The average songbird territory is roughly a hectare, or 100 metres by 100 metres. Try to fit that breeding space into a 20-metre wide buffer strip of trees left along a watercourse.
Barred owls may return in late winter to find their large nest trees have been cut down. The adults may survive, but are no longer able to rear young.
With the goshawks’ hunting forest removed, and a small buffer of trees left around the nest (that can later be partially cut), their territory becomes more suitable for red-tailed hawks. There are fewer and fewer deep woods left for them.
Flying squirrels and many other mammals need standing trees with holes or denning logs on the ground. Moving to a young forest without cavities and old logs is not an option. White-tailed deer that find their wintering area cut may move up or down the watershed searching for a suitable new site. They may be displaced entirely and move some distance to private land near and around towns. If the forest around their original wintering ground is cut and then sprayed with herbicides to favour softwood growth, the deer may face starvation. Abandoned deer yards are then harvested.
Speckled trout eggs overwintering in woodland streams are frequently sealed over with silt released from legal forest harvest operations. The eggs die for lack of oxygen.
The narrow ribbons of special management zones left along waterways are political compromises worked out between forest industries and governments. They do little to protect the natural world and these laws are rarely enforced.
When young trout hatch in the spring, massive spring runoffs generated by recent clearcuts and partial cuts can cause water to flush quickly downstream, leaving the stream bed dry and young trout dead in the summer.
Yellow-spotted salamander ponds and damp forest environments are exposed to direct sunlight and forest fragmentation by harvests under the existing guidelines. Populations can be isolated by cutting patterns. As forest soils and ponds dry out, salamander populations wither and quietly collapse.
To summarize, current partial cut and clearcut harvest methods cause too drastic a change for nature and forest wildlife. The increased sunlight, heat and wind-drying effects on harvested landscapes render them inhospitable for wildlife species that live in forests with mature trees. Thirty- and 40-year cutting rotations are eliminating the older trees needed by wildlife for survival.
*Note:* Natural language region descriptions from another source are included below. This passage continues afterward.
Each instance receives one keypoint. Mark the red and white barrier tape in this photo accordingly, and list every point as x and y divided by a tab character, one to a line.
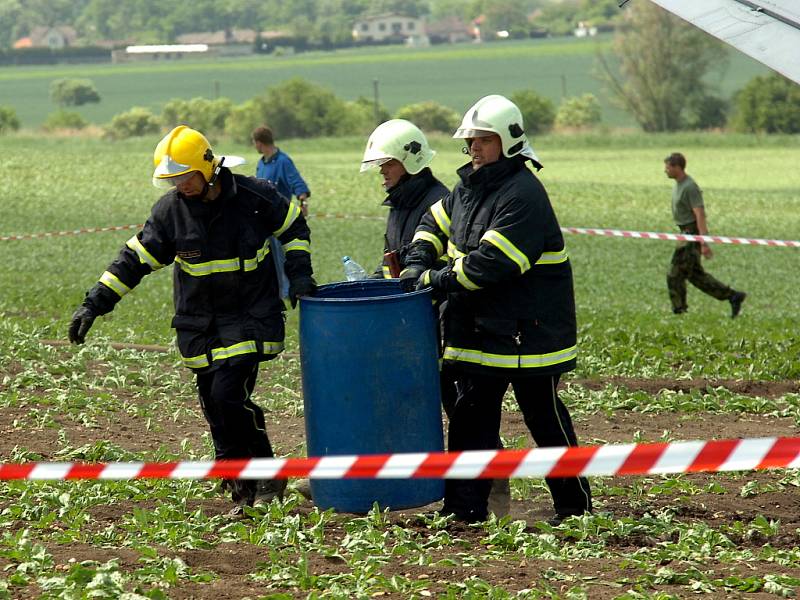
33	236
608	460
681	237
643	235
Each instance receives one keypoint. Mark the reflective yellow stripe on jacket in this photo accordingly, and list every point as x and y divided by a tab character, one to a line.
144	256
291	215
432	238
112	282
510	361
505	246
297	245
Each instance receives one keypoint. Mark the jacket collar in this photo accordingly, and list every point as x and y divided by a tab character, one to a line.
410	191
492	175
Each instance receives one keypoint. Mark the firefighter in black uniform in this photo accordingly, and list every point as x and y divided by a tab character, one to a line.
215	226
510	316
402	153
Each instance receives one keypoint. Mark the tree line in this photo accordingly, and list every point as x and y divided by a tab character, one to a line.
317	22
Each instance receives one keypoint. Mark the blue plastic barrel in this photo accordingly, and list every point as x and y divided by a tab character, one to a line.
370	386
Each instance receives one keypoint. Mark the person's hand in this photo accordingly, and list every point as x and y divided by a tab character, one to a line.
426	280
301	286
303	200
80	324
408	278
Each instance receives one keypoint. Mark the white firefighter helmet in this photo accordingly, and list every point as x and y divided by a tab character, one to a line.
497	114
401	140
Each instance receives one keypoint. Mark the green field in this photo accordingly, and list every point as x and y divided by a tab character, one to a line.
454	75
643	375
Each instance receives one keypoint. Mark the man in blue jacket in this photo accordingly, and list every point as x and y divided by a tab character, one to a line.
277	167
510	317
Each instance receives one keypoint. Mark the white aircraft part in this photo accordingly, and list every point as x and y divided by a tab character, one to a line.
766	30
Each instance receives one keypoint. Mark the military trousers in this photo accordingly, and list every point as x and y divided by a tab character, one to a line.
686	266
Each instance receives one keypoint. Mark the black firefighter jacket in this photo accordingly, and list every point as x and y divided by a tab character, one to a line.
408	201
510	304
227	304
Please share your photos of wildlife affected by such forest harvests. Send them to wildlandns@yahoo.ca.
Flattening forests to produce cheap pulp, without factoring air and water pollution into production costs, and the large-scale burning of trees (so-called biomass energy) to subsidize industry energy costs amounts to single-minded forestry. It’s about profit, not healthy forests.
It is no Path We Share with wildlife.